Description of the Memory for Digit Span

There are two parts to the Memory for Digit Span assessment: Digits Forward and Digits Backward. Each tap distinct but interdependent cognitive functions. Digits Forward primarily taps short-term auditory memory while Digits Backward measures the child's ability to manipulate verbal information while in temporary storage. In Digits Forward, the child listens to and repeats a sequence of numbers spoken aloud by the interviewer. In Digits Backward, the child listens to a sequence of numbers and repeats them in reverse order. In both parts, the length of each sequence of numbers increases as the child responds correctly. The precise instructions and items used in this assessment can be found in the Memory for Digit Span section of the NLSY79 Child Supplement, available on the Questionnaires page.

Administration of the Memory for Digit Span

The child is instructed to repeat a series of numbers (with increasing numbers of digits) forward and a different series of digits in reverse order.  Each correct response is worth one point; with a maximum of 14 points for each subscore series and hence 28 for the total score. The forward digit sequence is completed prior to beginning the backward digit sequence. However, entry into the reverse sequence is not contingent on successful entry or completion of the forward sequence. Prior to 2002, where appropriate, this assessment was administered in Spanish.

Age Eligibility for the Memory for Digit Span

Starting in 1996, this assessment is administered to all children age seven through 11 years. In prior rounds, it was administered to children ages seven and over who had not previously received the assessment, and to all ten and eleven year olds (see Table 4 in the Child Assessments--Introduction).

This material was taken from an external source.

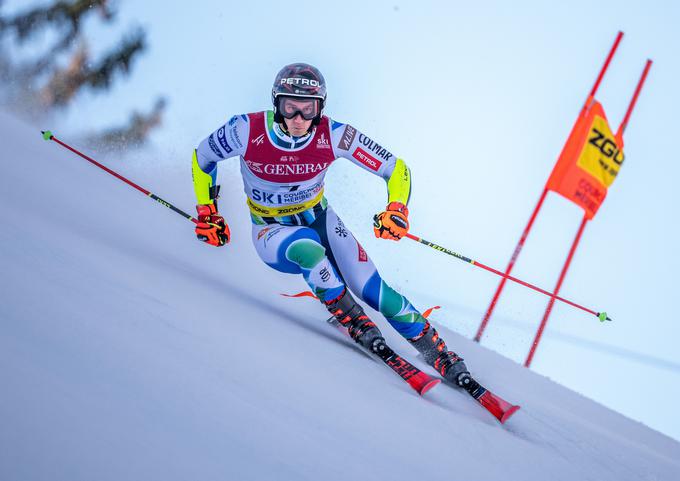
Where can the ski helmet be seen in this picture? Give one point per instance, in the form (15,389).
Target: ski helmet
(299,80)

Norms for the Memory for Digit Span

Whereas the normed scores for the other assessments are based on a mean of 100 and a standard deviation of 15, the Digit Span assessment is normed against a distribution that has a mean of 10 and a standard deviation of 3. Norms are only available for the total score. The norms are published in the WISC manual (Wechsler 1974: 118-150). 

Completion rates for the Memory for Digit Span

The overall completion rate for Digit Span in the most recent survey rounds is between 79 and 86 percent, a slight drop from previous rounds. This overall level of completion generally holds across all three race/ethnicity categories in the current survey year (see Table 6 in the Child Assessments--Introduction section).

Validity and Reliability for the Memory for Digit Span

In multivariate analyses carried out with the 1992 data that controlled for a wide range of demographic and socio-economic antecedents, the scores of black and Hispanic children were not below those of non-Hispanic, non-black children on either the forward or backward assessment (The NLSY Children, 1992: Description and Evaluation). In the same analyses, it was also found that the two 1986 Digit Span subscores, in particular the reverse order "digit backwards" assessment, were useful independent predictors of all of the PIAT scores for older children in 1992. Users who want more detailed information about the reliability and validity of these assessments and a brief discussion of other literature about studies that have used these assessments should consult the NLSY Child Handbook: 1986-1990 and The NLSY Children, 1992: Description and Evaluation, available on the Research/Technical Reports page.

Digit Span Scores in the Database

This assessment generates three "raw" scores (one for each of the two subscales and one for the total score) along with one overall age-appropriate normed (standard) score. The complete listing of question names for assessment scores for the most recent survey round can be found in Table 1 in the Child Assessments--Introduction section.